Participants were also categorized on the basis of their self-reported ethnicity as mestizo, black, white, or indigenous, since these groups may have different access to dental services or habits that should be kept in mind [25]. For marital status, participants were classified into two groups: those who had been married or partnered at least once in their lives, and those who had never been married or partnered. There are currently several studies that connect marital status with general health [26, 27], which is why we chose to include it as a control variable. Living arrangements were categorized based on whether participants lived alone or accompanied [28], since functional independence is usually lost with ageing [28].

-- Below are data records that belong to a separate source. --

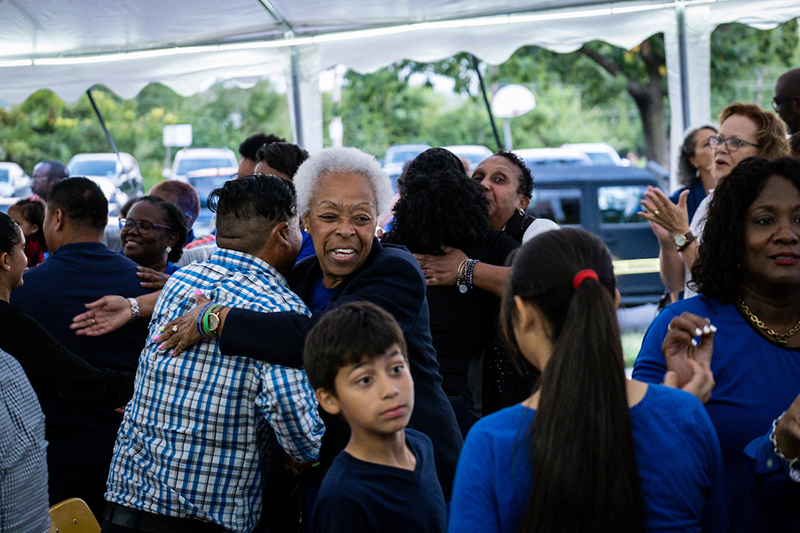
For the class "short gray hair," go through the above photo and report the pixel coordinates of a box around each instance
[292,148,394,217]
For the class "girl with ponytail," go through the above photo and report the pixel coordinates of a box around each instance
[449,229,727,533]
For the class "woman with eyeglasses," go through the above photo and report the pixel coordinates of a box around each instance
[639,102,790,298]
[119,196,186,282]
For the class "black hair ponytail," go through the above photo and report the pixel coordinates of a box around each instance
[503,229,644,533]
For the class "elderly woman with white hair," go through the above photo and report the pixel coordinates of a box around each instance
[160,148,462,499]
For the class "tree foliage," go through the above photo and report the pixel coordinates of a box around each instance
[0,21,798,185]
[0,82,291,187]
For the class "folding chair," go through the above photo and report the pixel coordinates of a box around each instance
[49,498,100,533]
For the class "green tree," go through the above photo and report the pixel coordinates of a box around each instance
[402,20,798,166]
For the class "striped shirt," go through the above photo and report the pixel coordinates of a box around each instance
[0,350,50,533]
[105,249,324,532]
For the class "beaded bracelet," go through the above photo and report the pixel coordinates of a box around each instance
[456,259,470,294]
[467,259,480,289]
[203,304,222,337]
[769,411,800,483]
[197,302,214,337]
[128,298,140,322]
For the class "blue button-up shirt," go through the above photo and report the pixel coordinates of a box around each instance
[105,249,324,531]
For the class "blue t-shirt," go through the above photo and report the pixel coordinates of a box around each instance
[311,429,447,533]
[448,385,727,533]
[633,296,800,532]
[307,275,336,312]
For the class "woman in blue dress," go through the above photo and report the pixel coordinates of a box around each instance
[448,229,727,533]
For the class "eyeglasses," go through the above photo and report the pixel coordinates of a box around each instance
[772,96,800,111]
[119,218,172,235]
[708,135,758,152]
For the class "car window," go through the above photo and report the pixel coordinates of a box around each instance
[386,149,422,164]
[188,176,231,207]
[528,189,581,226]
[597,185,647,224]
[524,157,587,168]
[177,157,239,174]
[69,160,117,177]
[586,152,617,166]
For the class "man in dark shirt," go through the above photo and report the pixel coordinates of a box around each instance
[31,161,69,202]
[772,68,800,157]
[236,133,286,178]
[11,178,147,516]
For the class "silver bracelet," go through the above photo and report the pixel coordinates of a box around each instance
[128,298,140,322]
[769,411,800,483]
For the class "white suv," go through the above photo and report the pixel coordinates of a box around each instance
[164,148,239,181]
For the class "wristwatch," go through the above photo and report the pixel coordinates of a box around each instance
[672,231,697,252]
[208,305,224,337]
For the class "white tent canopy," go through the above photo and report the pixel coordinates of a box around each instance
[0,0,800,164]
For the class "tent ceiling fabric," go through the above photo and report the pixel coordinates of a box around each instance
[0,0,800,103]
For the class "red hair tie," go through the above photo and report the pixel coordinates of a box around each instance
[572,268,600,290]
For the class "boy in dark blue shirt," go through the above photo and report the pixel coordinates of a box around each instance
[303,302,447,533]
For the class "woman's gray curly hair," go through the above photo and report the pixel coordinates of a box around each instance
[292,148,394,217]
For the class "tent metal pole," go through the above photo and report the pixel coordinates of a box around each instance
[289,46,305,146]
[86,89,125,170]
[470,54,503,150]
[258,0,304,146]
[675,4,692,131]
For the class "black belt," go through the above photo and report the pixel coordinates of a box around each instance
[103,502,228,533]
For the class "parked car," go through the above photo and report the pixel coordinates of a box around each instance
[444,144,492,175]
[67,152,144,215]
[0,197,20,214]
[186,167,239,237]
[527,166,664,306]
[0,161,31,198]
[163,148,239,181]
[383,144,430,192]
[561,143,630,167]
[514,148,592,170]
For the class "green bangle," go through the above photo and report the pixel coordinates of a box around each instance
[203,304,222,337]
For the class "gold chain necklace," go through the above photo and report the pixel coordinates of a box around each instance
[737,296,800,344]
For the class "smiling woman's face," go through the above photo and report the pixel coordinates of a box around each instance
[303,172,378,289]
[712,115,758,182]
[472,155,528,230]
[120,201,177,272]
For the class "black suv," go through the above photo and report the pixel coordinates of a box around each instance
[528,166,664,306]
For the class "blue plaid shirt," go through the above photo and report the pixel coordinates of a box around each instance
[105,249,324,531]
[0,350,50,533]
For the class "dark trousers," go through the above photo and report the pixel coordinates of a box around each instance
[101,502,228,533]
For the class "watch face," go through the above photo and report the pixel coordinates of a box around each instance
[208,315,219,332]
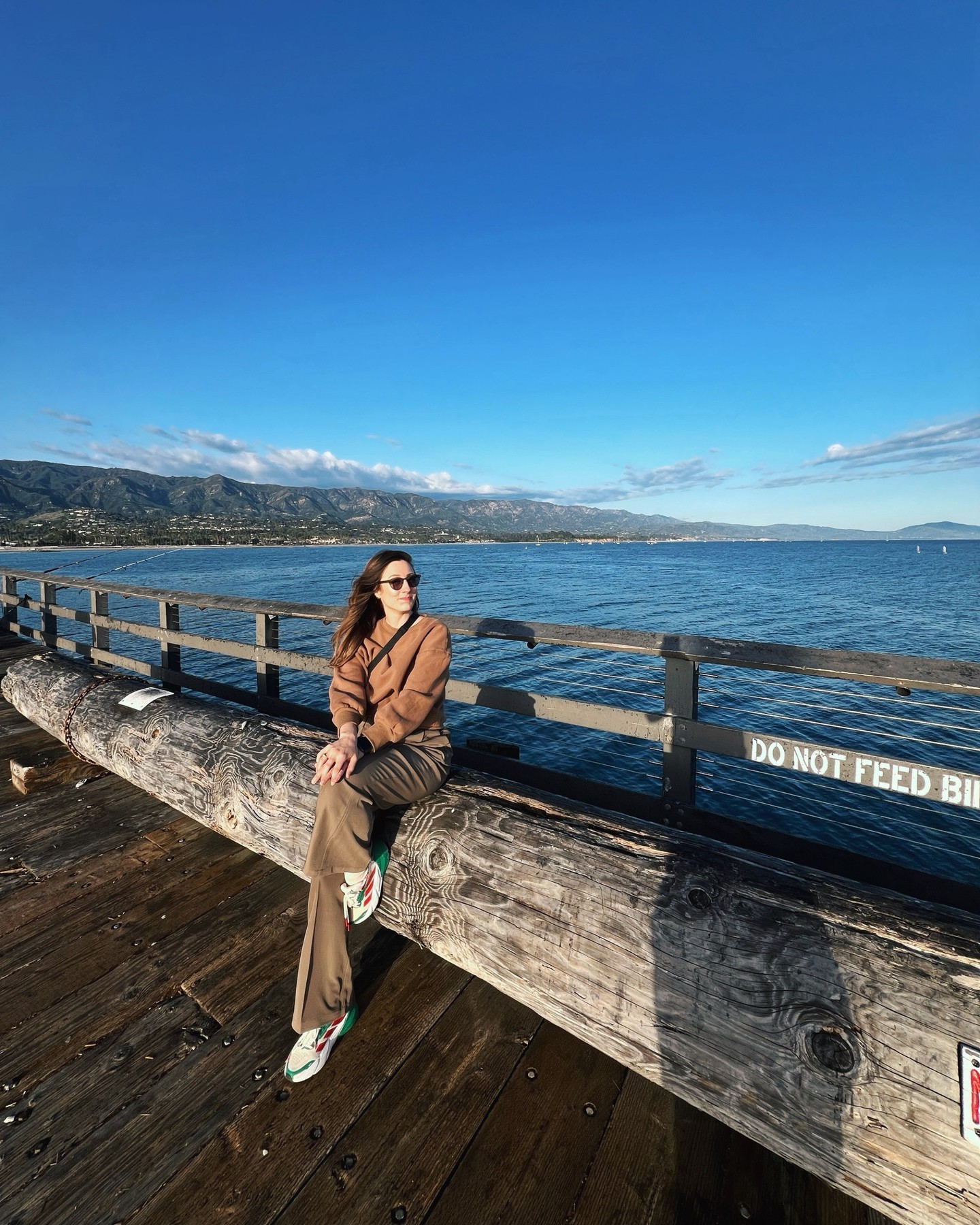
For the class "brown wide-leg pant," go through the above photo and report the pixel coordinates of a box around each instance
[293,729,451,1034]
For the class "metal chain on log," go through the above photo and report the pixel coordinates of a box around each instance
[61,676,115,768]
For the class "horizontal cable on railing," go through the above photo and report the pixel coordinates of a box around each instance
[701,696,980,740]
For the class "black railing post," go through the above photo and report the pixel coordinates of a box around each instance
[40,583,58,647]
[663,658,698,807]
[161,600,180,693]
[0,574,17,634]
[255,612,279,710]
[88,589,109,668]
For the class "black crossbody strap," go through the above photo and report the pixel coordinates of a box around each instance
[368,609,419,676]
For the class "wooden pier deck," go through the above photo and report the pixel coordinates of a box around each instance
[0,636,887,1225]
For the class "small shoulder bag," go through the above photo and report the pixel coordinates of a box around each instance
[368,609,419,676]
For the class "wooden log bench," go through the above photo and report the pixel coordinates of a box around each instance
[3,653,980,1225]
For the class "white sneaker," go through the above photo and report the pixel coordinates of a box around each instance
[283,1003,358,1084]
[340,843,391,931]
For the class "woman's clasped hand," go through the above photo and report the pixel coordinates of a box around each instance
[311,732,361,787]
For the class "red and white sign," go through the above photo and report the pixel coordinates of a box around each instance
[959,1043,980,1148]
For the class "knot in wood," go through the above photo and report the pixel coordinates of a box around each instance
[806,1029,858,1075]
[687,887,712,910]
[800,1022,862,1083]
[423,838,455,881]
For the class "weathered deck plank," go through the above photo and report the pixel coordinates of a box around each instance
[427,1026,626,1225]
[0,649,888,1225]
[131,947,470,1225]
[277,979,542,1225]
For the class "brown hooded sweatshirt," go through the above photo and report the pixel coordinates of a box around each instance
[329,614,452,750]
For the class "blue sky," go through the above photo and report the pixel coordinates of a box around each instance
[0,0,980,528]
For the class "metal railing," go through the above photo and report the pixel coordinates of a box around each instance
[0,570,980,887]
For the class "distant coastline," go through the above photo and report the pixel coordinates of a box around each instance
[0,459,980,549]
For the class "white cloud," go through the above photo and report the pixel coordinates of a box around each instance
[546,456,734,502]
[33,425,509,495]
[760,413,980,489]
[33,425,732,505]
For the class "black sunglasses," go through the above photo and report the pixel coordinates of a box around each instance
[378,574,421,591]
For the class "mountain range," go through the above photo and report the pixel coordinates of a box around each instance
[0,459,980,540]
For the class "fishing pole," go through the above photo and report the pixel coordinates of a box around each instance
[42,550,117,574]
[82,545,178,583]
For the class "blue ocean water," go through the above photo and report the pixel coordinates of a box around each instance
[0,540,980,879]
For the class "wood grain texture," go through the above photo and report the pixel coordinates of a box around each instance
[10,747,104,795]
[277,975,539,1225]
[423,1026,623,1225]
[0,872,306,1094]
[3,659,980,1225]
[132,946,475,1225]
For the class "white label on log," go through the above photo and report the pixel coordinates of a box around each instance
[119,686,174,710]
[959,1043,980,1148]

Diagnoses of various illnesses–including diabetes [29], cancer [30], osteoporosis [31] and nervous or mental disorders [32] were also included as control variables since all of them have previously shown unique connections to oral health. The study’s participants were also classified into those who smoke or smoked cigarettes and those who have never smoked cigarettes in their lifetime, due to the negative association smoking possesses with oral health [33]. Two specific questions were included to further delineate the impact of childhood socioeconomic status and malnutrition on oral health. First, participants were asked to characterize their childhood socioeconomic situation as ’bad’, ’good’, or ’regular’. Second, they were asked whether they experienced periods of food scarcity and hunger during their childhood, with response options being ’yes’ or ’no’. These variables aim to isolate, as much as possible, the deteriorative effects of malnutrition on the oral cavity [34]. Finally, participants were divided based on their owned health insurance into public insurance, private insurance or no insurance, to analyze the efficacy of the health systems within Ecuador.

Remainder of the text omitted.